皆の顔が見たいし、声が聞きたい。お父さんお母さんだけじゃない、最近会えてない、おじいちゃんやおばあちゃん……。皆に会いたい……!
わたしがコッソリ背中を向けていると、ゼリーさんのお母さんが話しかけてきた。
「遠いところからようこそ! 貴女もおうちに帰れなくなっちゃったんですって?」
「あ、はい……」
「大変ね。代わりになんてなれないけど、よかったら、うちでゆっくりしていって」
「う……あり、がとう、ございます……」
「御礼なんて! さぁ、いらっしゃい。一緒にお茶を飲みましょう」
あったかくて優しい声にわんわん泣き出してしまったわたしを、ゼリーさんのお母さんが背中をなでて慰めてくれる。中に入ってお茶を飲みながらわたしの話を聞いてくれて、わたしが置かれた境遇に同情してくれた。
「あ……わたしばっかり話してしまってごめんなさい。ゼリーさ、ジェロニモさんとお話ししたかったですよね? ようやく会えたのに……」
「いいのよ。あの子、つついてもしゃべらないでしょう? 知ってるわ!」
ゼリーさんのお母さん、アイビーさんはそう言ってコロコロ笑った。お父さんのペアードさんもにこやかに頷いてくれる。アイビーさんはおしゃべりが好きでよく笑うひとで、ペアードさんは口数は少ないけどずっとニコニコしてる。……ゼリーさんはどこに笑顔を落っことしてきたの?
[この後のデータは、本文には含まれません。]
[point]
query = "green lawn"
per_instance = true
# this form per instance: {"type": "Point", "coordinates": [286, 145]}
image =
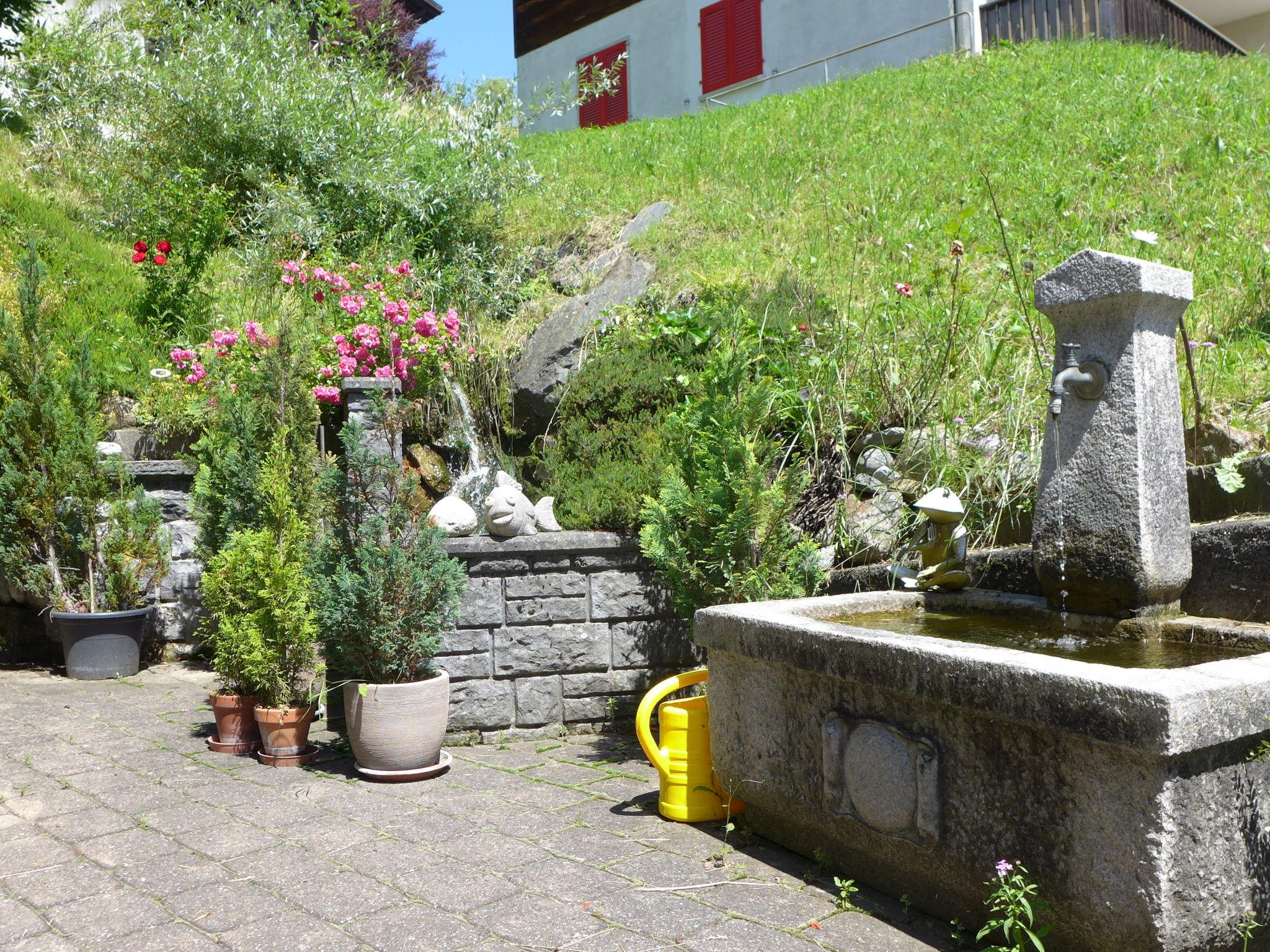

夢中になって話していたせいで時間がすごく経ってしまって、御夕飯までオーバーしてしまったことも、ふたりは笑って許してくれた。それどころか、「泊っていきなさい」とまで言ってくれたの。
「そんな! そういうワケには……」
「子どもが遠慮しないの! それに、行く当てもないんでしょう?」
「……はい」
「ジェロニモの部屋だったところを使ってちょうだいね。あの子がいなくなってから生まれた娘が、つい最近まで使っていたから、アスナちゃんが泊まるのにちょうどいいわ」
「え、いいんですか? じゃあ、ジェロニモさんは?」
「床で寝るでしょ」
「えっ!」
そ、それはさすがに申し訳ない……!
チラリとゼリーさんを見ると、本人は最初からその気だったみたいで、大きく頷かれてしまった。